Decifrá-lo era uma tarefa árdua demais
e às vezes cansava, admitia. Por vezes, intitulava-o de “meu desafio”, pois era
a palavra que melhor definia aquela situação, mas sabia que aquilo era tudo que
desejava para sua vida, tudo que precisava aprender para crescer e ser alguém
melhor, sabia mais ou menos o que a esperava, só não conseguia prever o final
da história [ainda bem, por que não faria sentido algum saber o final]. Treinar
os ouvidos para ouvir além das palavras e os olhos para enxergarem além das
ações são tarefas que exigem, no mínimo, paciência e persistência É preciso
deixar grande parte da emoção, intrínseca da mulher, de lado, para poder
colocar os fatos na mesa e analisá-los com racionalidade o suficiente para
conseguir converter tudo isso em pedaços de emoção e sentimento que estão
guardados em algum lugar muito fechado. É preciso perder-se para se encontrar,
no escuro. Sentia-se olhando a luz no fim do túnel, encarando-a e deixando que a
guiasse para dentro de si mesma.
Na cabeça, criavam-se monstros de
ideias absurdas, reduzindo a sanidade, fazendo-a acreditar em ilusões, em
realidades alternativas que não existiam de verdade. Ou que iludiam? Muitas
vezes não sabia reconhecer qual era a “realidade verdadeira”, se a que estava no
seu universo interior ou a do lado de fora, porque nenhuma delas parecia
independente do seu próprio julgamento, turvo e falho. Julgava quase sempre tudo
errado, em 90% das vezes, e já sabia identificar este fato, o que parecia um grande
avanço, pois assim, permitia-se viver experiências novas e gratificantes,
conhecer-se e conhecer aos outros, aprender cada vez mais [aprender era sempre sua prioridade].
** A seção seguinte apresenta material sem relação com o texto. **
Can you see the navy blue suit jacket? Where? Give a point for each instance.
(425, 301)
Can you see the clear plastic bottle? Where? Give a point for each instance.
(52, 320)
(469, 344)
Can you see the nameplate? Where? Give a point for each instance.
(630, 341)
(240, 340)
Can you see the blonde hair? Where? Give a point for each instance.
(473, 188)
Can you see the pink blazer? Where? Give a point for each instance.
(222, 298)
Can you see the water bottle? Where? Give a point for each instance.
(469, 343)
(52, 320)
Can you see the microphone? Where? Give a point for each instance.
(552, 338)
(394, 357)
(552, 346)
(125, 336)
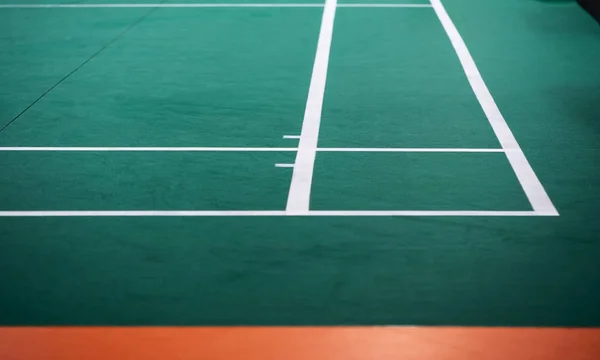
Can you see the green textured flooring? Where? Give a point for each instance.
(239, 77)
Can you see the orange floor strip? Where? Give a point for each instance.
(288, 343)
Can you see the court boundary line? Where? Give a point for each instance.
(205, 5)
(533, 188)
(298, 199)
(247, 213)
(237, 149)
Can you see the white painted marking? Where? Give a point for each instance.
(386, 5)
(240, 149)
(299, 195)
(205, 5)
(442, 150)
(264, 213)
(539, 199)
(190, 5)
(247, 149)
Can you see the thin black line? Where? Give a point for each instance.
(134, 24)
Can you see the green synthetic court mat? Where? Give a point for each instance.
(193, 117)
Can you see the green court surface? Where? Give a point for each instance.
(422, 209)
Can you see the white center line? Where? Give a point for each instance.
(299, 195)
(539, 199)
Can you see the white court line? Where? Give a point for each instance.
(539, 199)
(216, 149)
(442, 150)
(190, 5)
(205, 5)
(265, 213)
(386, 5)
(243, 149)
(299, 195)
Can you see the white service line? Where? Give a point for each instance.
(387, 5)
(205, 5)
(537, 196)
(107, 213)
(216, 149)
(299, 195)
(190, 5)
(442, 150)
(243, 149)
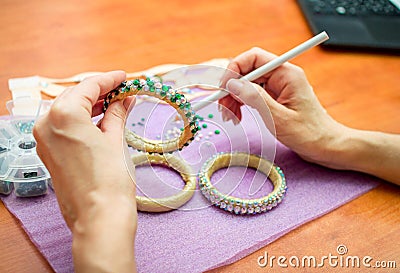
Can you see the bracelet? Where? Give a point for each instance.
(171, 202)
(237, 205)
(154, 88)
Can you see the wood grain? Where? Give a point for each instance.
(60, 39)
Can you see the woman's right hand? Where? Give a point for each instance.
(300, 122)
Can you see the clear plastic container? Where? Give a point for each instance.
(20, 167)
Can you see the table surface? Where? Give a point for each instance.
(359, 89)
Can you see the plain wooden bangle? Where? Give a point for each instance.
(172, 202)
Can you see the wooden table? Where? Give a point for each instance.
(362, 90)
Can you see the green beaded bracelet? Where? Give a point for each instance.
(154, 88)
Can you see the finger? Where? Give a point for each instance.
(113, 122)
(87, 93)
(253, 95)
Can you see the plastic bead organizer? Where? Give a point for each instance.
(21, 169)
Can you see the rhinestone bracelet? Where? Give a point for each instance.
(238, 205)
(154, 88)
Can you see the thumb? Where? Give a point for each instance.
(251, 94)
(113, 122)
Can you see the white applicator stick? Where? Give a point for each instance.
(262, 70)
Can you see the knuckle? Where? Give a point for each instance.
(58, 113)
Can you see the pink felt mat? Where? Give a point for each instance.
(199, 237)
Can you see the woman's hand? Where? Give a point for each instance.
(289, 108)
(92, 174)
(301, 123)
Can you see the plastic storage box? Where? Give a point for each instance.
(21, 169)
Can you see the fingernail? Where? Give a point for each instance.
(234, 85)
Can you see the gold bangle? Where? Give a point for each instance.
(171, 202)
(238, 205)
(154, 88)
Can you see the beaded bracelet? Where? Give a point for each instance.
(238, 205)
(154, 88)
(171, 202)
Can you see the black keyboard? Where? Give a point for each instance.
(354, 7)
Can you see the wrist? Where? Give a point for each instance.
(103, 238)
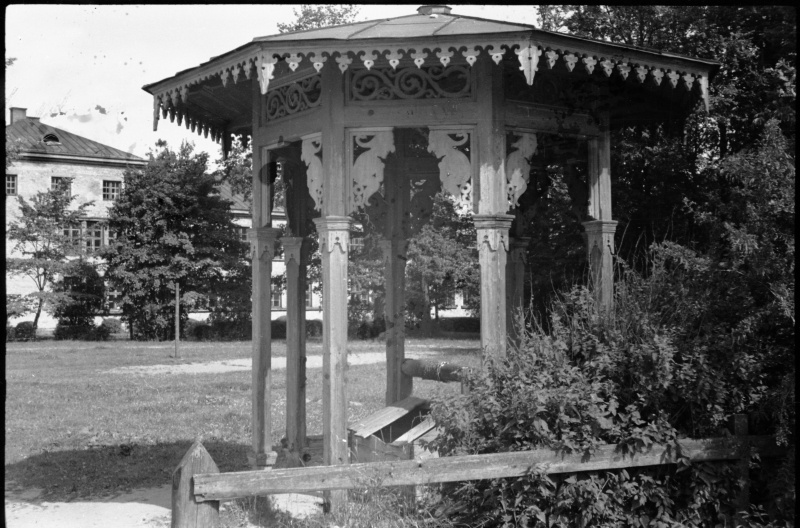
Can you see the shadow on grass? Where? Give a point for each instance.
(106, 471)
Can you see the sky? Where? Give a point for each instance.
(81, 68)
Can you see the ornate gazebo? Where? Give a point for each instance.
(344, 109)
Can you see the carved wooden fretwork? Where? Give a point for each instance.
(311, 154)
(518, 165)
(381, 84)
(293, 98)
(529, 60)
(451, 148)
(492, 231)
(269, 60)
(369, 149)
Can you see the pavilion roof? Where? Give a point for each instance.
(213, 98)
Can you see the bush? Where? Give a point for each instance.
(113, 324)
(460, 324)
(25, 331)
(102, 332)
(647, 373)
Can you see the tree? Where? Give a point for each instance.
(171, 228)
(46, 236)
(317, 16)
(84, 291)
(442, 260)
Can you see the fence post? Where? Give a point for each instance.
(740, 430)
(186, 512)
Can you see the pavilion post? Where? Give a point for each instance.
(398, 384)
(333, 228)
(600, 230)
(262, 240)
(515, 284)
(491, 220)
(295, 250)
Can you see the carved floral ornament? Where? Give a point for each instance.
(529, 54)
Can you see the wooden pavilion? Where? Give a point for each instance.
(344, 110)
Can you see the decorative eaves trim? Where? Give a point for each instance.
(533, 51)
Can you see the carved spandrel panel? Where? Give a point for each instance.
(292, 98)
(409, 83)
(452, 149)
(369, 150)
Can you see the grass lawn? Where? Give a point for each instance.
(76, 430)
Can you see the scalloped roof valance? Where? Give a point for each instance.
(422, 39)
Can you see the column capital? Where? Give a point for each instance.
(293, 248)
(600, 227)
(262, 242)
(493, 231)
(333, 231)
(518, 252)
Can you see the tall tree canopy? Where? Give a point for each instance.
(313, 16)
(170, 226)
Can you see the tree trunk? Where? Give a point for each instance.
(36, 319)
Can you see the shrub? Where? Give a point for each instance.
(25, 331)
(460, 324)
(653, 370)
(113, 324)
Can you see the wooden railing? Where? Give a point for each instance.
(198, 487)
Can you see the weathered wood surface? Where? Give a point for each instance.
(432, 370)
(470, 467)
(386, 416)
(415, 432)
(186, 513)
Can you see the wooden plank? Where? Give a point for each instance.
(453, 469)
(418, 114)
(415, 432)
(432, 370)
(186, 512)
(373, 449)
(386, 416)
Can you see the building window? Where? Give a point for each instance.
(60, 183)
(11, 184)
(72, 234)
(111, 190)
(93, 237)
(277, 300)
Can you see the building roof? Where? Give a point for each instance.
(37, 138)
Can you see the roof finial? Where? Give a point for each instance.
(434, 9)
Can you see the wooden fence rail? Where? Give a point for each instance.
(211, 487)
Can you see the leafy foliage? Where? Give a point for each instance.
(442, 260)
(84, 291)
(43, 236)
(313, 16)
(171, 227)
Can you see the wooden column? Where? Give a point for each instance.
(491, 195)
(262, 243)
(334, 241)
(295, 250)
(398, 384)
(515, 284)
(600, 230)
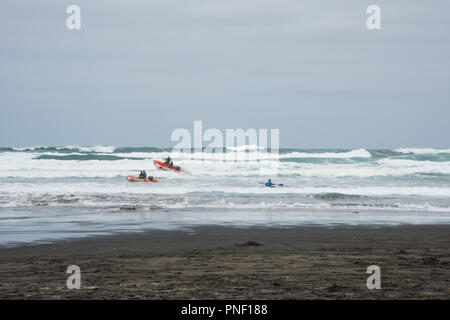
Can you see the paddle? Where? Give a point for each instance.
(280, 185)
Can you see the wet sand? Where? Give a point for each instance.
(236, 263)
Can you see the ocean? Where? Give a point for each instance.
(53, 193)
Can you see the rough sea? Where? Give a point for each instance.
(52, 193)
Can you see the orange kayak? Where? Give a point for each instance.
(161, 165)
(136, 179)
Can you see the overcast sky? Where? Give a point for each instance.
(137, 70)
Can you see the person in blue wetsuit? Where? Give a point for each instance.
(269, 184)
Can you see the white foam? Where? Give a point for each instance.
(422, 150)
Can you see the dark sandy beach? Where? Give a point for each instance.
(236, 263)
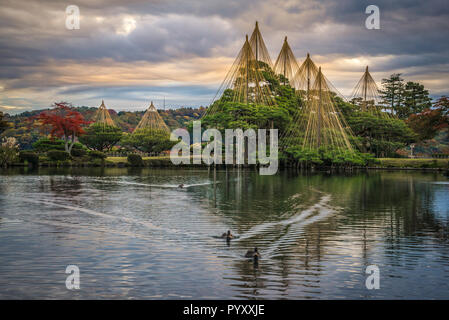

Tinha medo de acabar ficando
louca, mas entendia, muito mais claramente, que às vezes criamos coisas na
nossa mente, que não correspondem ao que acontece no mundo real, porque
deixamos que as nossas emoções camuflem fatos que, se analisados racionalmente,
acabam mostrando resultados muito mais próximos da realidade. Isto está longe
de ser fácil. Em muitos momentos é difícil até mesmo identificar se esta seria
uma característica trabalhável dentro dela ou se, forçando este
desenvolvimento, estaria forçando demais a barra, a ponto de se prejudicar ou
chegar ao cúmulo de enlouquecer. Desbravar estes novos horizontes e quebrar os
paradigmas que ela queria quebrar eram, no mínimo, sofridos, mas nunca havia pensado
que seria fácil e resolveu tentar uma saída de emergência, uma alternativa
última. Aquele relacionamento era mais do que parecia.